Our findings highlight the urgent need for multidisciplinary medication review programs in Portuguese NH. Pharmacists, in collaboration with geriatricians and primary care teams, should be central to these efforts [62,63]. Regular reviews can mitigate adverse drug events, optimize therapy, and improve the quality of life for care home residents [64].

Limitations of this study include the relatively small sample size and the cross-sectional design, which precludes causal inferences. Nevertheless, the findings provide valuable preliminary data on prescribing patterns and potential risks in this specific population.

5. Conclusions

This study demonstrates a very high prevalence of excessive polypharmacy, potential drug–drug interactions, and PIM use among institutionalized elderly residents in the Algarve. Nervous system medications, alimentary tract and metabolism, and cardiovascular drugs were the most prescribed drugs, with psychotropic drugs and proton pump inhibitors being major contributors to inappropriate prescribing.

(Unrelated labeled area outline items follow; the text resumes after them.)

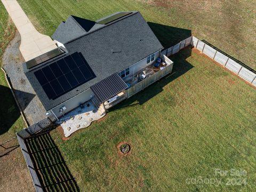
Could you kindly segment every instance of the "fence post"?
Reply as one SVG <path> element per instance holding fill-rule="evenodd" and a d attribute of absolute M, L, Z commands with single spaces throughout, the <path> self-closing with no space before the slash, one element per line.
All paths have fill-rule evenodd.
<path fill-rule="evenodd" d="M 213 56 L 213 58 L 212 59 L 214 60 L 215 56 L 216 56 L 216 54 L 217 54 L 217 50 L 216 50 L 216 52 L 215 52 L 214 56 Z"/>
<path fill-rule="evenodd" d="M 183 47 L 183 48 L 185 47 L 186 46 L 186 42 L 187 42 L 187 39 L 185 39 L 185 43 L 184 44 L 184 46 Z"/>
<path fill-rule="evenodd" d="M 229 60 L 229 58 L 228 58 L 228 60 L 227 60 L 227 61 L 226 62 L 225 65 L 224 65 L 224 67 L 226 67 L 226 65 L 227 63 L 228 63 L 228 61 Z"/>
<path fill-rule="evenodd" d="M 180 43 L 181 42 L 180 42 L 180 45 L 179 46 L 179 51 L 180 51 L 180 45 L 181 44 L 181 43 Z"/>
<path fill-rule="evenodd" d="M 203 47 L 203 49 L 202 50 L 202 53 L 203 53 L 204 52 L 204 49 L 205 46 L 205 43 L 204 43 L 204 46 Z"/>
<path fill-rule="evenodd" d="M 241 70 L 242 68 L 243 68 L 243 66 L 241 66 L 241 68 L 240 68 L 240 69 L 239 69 L 239 71 L 237 73 L 237 75 L 239 74 L 239 73 L 240 72 L 240 71 Z"/>
<path fill-rule="evenodd" d="M 252 82 L 251 82 L 251 84 L 252 83 L 252 82 L 253 82 L 253 81 L 254 81 L 254 79 L 256 78 L 256 76 L 255 76 L 255 77 L 253 78 L 253 79 L 252 79 Z"/>
<path fill-rule="evenodd" d="M 32 135 L 32 134 L 31 134 L 31 133 L 30 133 L 29 131 L 28 131 L 28 129 L 27 129 L 27 128 L 24 129 L 23 130 L 25 130 L 25 131 L 26 131 L 27 133 L 28 133 L 28 134 L 29 134 L 29 135 L 30 135 L 30 136 Z"/>
<path fill-rule="evenodd" d="M 197 39 L 197 43 L 196 43 L 196 49 L 197 48 L 197 45 L 198 44 L 199 39 Z"/>

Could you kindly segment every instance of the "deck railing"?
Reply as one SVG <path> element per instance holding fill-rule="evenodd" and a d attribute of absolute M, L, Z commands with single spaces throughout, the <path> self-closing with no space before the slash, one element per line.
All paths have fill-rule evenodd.
<path fill-rule="evenodd" d="M 121 96 L 117 98 L 115 100 L 112 101 L 111 102 L 105 105 L 105 108 L 106 109 L 109 109 L 110 107 L 113 107 L 114 106 L 116 105 L 117 103 L 119 103 L 120 102 L 123 101 L 123 100 L 127 98 L 126 94 L 125 93 Z"/>
<path fill-rule="evenodd" d="M 137 83 L 130 88 L 128 89 L 127 90 L 127 95 L 128 98 L 137 93 L 139 91 L 143 90 L 152 83 L 154 83 L 157 80 L 160 79 L 163 77 L 172 72 L 173 62 L 167 57 L 164 59 L 166 60 L 168 60 L 168 65 L 162 70 L 159 70 L 150 76 L 147 77 L 146 79 Z"/>

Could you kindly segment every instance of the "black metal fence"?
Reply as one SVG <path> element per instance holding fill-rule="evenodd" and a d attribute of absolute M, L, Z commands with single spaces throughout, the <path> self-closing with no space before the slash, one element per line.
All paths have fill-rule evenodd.
<path fill-rule="evenodd" d="M 47 118 L 19 131 L 17 134 L 23 139 L 25 139 L 50 129 L 56 121 L 57 119 L 54 115 L 52 114 Z"/>
<path fill-rule="evenodd" d="M 32 159 L 31 159 L 29 154 L 28 151 L 28 149 L 26 146 L 25 142 L 22 138 L 19 136 L 18 134 L 17 134 L 17 139 L 21 149 L 21 151 L 22 151 L 23 155 L 24 156 L 24 158 L 25 158 L 26 163 L 28 166 L 28 170 L 30 173 L 31 177 L 32 178 L 32 180 L 33 181 L 36 191 L 43 192 L 44 190 L 43 189 L 43 186 L 39 180 L 36 170 L 34 166 Z"/>
<path fill-rule="evenodd" d="M 21 149 L 29 173 L 32 178 L 34 186 L 35 186 L 35 188 L 37 192 L 44 191 L 43 187 L 40 182 L 38 172 L 34 166 L 34 163 L 26 145 L 26 140 L 34 137 L 36 135 L 38 135 L 43 132 L 45 132 L 45 131 L 52 129 L 54 126 L 56 127 L 54 122 L 57 120 L 57 119 L 55 116 L 53 115 L 52 115 L 47 118 L 30 126 L 27 128 L 23 129 L 16 133 L 19 144 Z"/>

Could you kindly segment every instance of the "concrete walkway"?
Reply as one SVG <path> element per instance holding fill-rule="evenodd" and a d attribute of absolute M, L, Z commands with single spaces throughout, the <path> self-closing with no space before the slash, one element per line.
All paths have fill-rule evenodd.
<path fill-rule="evenodd" d="M 49 36 L 35 28 L 16 0 L 1 0 L 21 36 L 20 50 L 26 61 L 57 47 Z"/>

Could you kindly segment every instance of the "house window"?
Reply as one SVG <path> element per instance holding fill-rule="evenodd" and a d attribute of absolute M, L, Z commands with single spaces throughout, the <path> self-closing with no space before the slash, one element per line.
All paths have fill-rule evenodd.
<path fill-rule="evenodd" d="M 151 54 L 147 58 L 147 64 L 155 60 L 155 53 Z"/>
<path fill-rule="evenodd" d="M 153 61 L 155 59 L 155 53 L 151 55 L 151 62 Z"/>
<path fill-rule="evenodd" d="M 124 77 L 129 75 L 129 74 L 130 69 L 129 68 L 127 68 L 120 72 L 120 77 L 121 77 L 121 78 L 124 78 Z"/>
<path fill-rule="evenodd" d="M 125 69 L 125 76 L 127 76 L 130 74 L 130 69 L 127 68 Z"/>
<path fill-rule="evenodd" d="M 150 55 L 148 56 L 147 58 L 147 64 L 149 63 L 150 62 Z"/>

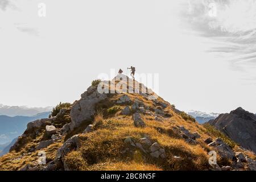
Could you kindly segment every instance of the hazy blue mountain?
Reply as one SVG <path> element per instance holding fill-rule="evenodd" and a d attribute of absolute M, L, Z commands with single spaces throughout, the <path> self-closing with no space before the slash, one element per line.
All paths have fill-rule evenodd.
<path fill-rule="evenodd" d="M 18 137 L 14 138 L 13 141 L 9 143 L 0 152 L 0 156 L 5 155 L 9 152 L 10 148 L 15 143 L 18 139 Z"/>
<path fill-rule="evenodd" d="M 5 143 L 4 144 L 0 144 L 0 152 L 1 151 L 2 151 L 5 147 L 6 147 L 9 144 L 10 144 L 10 142 Z"/>
<path fill-rule="evenodd" d="M 188 114 L 192 115 L 194 118 L 196 117 L 203 117 L 203 118 L 210 118 L 214 117 L 214 118 L 217 118 L 220 114 L 215 113 L 205 113 L 202 112 L 198 110 L 190 110 L 188 112 Z"/>
<path fill-rule="evenodd" d="M 24 132 L 28 122 L 48 118 L 49 114 L 44 112 L 32 117 L 0 115 L 0 144 L 10 142 Z"/>
<path fill-rule="evenodd" d="M 204 123 L 206 123 L 207 122 L 208 122 L 210 120 L 212 119 L 215 119 L 215 117 L 209 117 L 209 118 L 204 118 L 204 117 L 196 117 L 196 120 L 200 124 L 203 124 Z"/>
<path fill-rule="evenodd" d="M 52 110 L 52 107 L 28 107 L 27 106 L 10 106 L 0 104 L 0 115 L 10 117 L 16 115 L 33 116 L 38 113 L 48 112 Z"/>

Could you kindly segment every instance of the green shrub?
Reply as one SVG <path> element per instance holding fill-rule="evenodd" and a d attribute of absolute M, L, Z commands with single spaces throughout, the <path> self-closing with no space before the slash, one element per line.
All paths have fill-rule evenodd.
<path fill-rule="evenodd" d="M 181 117 L 184 119 L 185 119 L 185 121 L 189 120 L 189 121 L 191 121 L 192 122 L 196 122 L 196 119 L 193 117 L 192 117 L 191 115 L 187 114 L 184 111 L 181 111 L 179 114 L 181 116 Z"/>
<path fill-rule="evenodd" d="M 109 108 L 108 109 L 108 115 L 112 115 L 116 113 L 117 113 L 118 111 L 121 110 L 120 107 L 119 106 L 113 106 L 112 107 Z"/>
<path fill-rule="evenodd" d="M 51 113 L 49 117 L 56 116 L 57 114 L 60 112 L 60 110 L 62 109 L 68 109 L 71 106 L 72 104 L 68 102 L 61 103 L 60 102 L 55 107 L 52 109 L 52 113 Z"/>
<path fill-rule="evenodd" d="M 100 79 L 94 80 L 93 80 L 93 81 L 92 81 L 92 86 L 97 86 L 97 85 L 98 85 L 101 82 L 101 80 L 100 80 Z"/>
<path fill-rule="evenodd" d="M 203 126 L 208 133 L 212 134 L 216 138 L 221 138 L 222 140 L 231 148 L 234 148 L 236 144 L 237 144 L 235 142 L 230 139 L 223 133 L 216 129 L 213 126 L 212 126 L 209 123 L 205 123 Z"/>

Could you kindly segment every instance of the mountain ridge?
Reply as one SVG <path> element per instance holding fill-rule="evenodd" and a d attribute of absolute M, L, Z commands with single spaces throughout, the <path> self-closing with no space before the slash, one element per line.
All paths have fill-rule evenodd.
<path fill-rule="evenodd" d="M 229 146 L 125 77 L 92 84 L 56 115 L 28 123 L 10 152 L 0 158 L 0 169 L 256 170 L 255 155 Z M 130 85 L 133 92 L 124 92 Z M 109 92 L 100 93 L 102 88 Z M 213 150 L 218 165 L 208 162 Z M 46 154 L 45 165 L 36 162 L 40 151 Z M 242 162 L 236 152 L 246 159 Z"/>
<path fill-rule="evenodd" d="M 242 147 L 256 152 L 256 115 L 242 107 L 220 114 L 208 123 Z"/>

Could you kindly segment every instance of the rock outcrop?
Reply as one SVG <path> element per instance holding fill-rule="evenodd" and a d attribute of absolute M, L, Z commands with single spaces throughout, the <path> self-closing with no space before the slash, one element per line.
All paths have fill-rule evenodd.
<path fill-rule="evenodd" d="M 256 153 L 256 116 L 254 114 L 238 107 L 208 123 L 242 147 Z"/>
<path fill-rule="evenodd" d="M 71 130 L 79 127 L 83 122 L 92 120 L 96 113 L 96 104 L 108 98 L 107 94 L 100 93 L 97 85 L 91 86 L 81 95 L 81 99 L 76 102 L 71 111 Z"/>

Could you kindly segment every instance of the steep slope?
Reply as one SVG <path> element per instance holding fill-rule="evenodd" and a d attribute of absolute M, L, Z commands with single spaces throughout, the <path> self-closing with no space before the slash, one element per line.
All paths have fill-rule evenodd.
<path fill-rule="evenodd" d="M 206 123 L 208 122 L 210 120 L 214 119 L 214 117 L 210 117 L 210 118 L 204 118 L 204 117 L 196 117 L 196 121 L 197 121 L 200 124 L 203 124 L 204 123 Z"/>
<path fill-rule="evenodd" d="M 6 146 L 3 150 L 0 152 L 0 156 L 8 153 L 9 152 L 10 148 L 15 143 L 17 140 L 18 138 L 14 138 L 13 141 L 11 141 L 7 146 Z"/>
<path fill-rule="evenodd" d="M 32 117 L 0 115 L 0 135 L 5 136 L 0 138 L 0 143 L 13 140 L 25 131 L 28 122 L 47 118 L 50 112 L 46 112 Z"/>
<path fill-rule="evenodd" d="M 56 117 L 28 123 L 10 152 L 0 158 L 0 169 L 221 169 L 208 163 L 208 152 L 216 150 L 218 164 L 231 166 L 222 169 L 256 169 L 253 154 L 211 139 L 213 133 L 142 84 L 124 75 L 115 78 L 90 86 Z M 235 151 L 242 153 L 237 156 Z M 45 165 L 38 163 L 42 152 Z"/>
<path fill-rule="evenodd" d="M 209 123 L 243 147 L 256 153 L 256 116 L 241 107 L 220 115 Z"/>

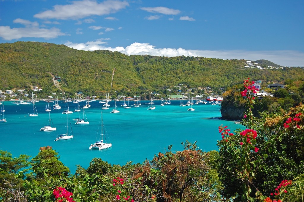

The strong association between polypharmacy, PIMs and PDDIs underscores the complexity and potential dangers of pharmacotherapy in this population. These results call for urgent implementation of regular and multidisciplinary medication reviews in Portuguese NH, aiming to optimize prescribing practices, reduce adverse outcomes and promote safer prescribing in older adults.

Future research should expand sample sizes, evaluate longitudinal outcomes after medication review interventions, and investigate the organizational and systemic barriers to safer prescribing in Portuguese nursing homes.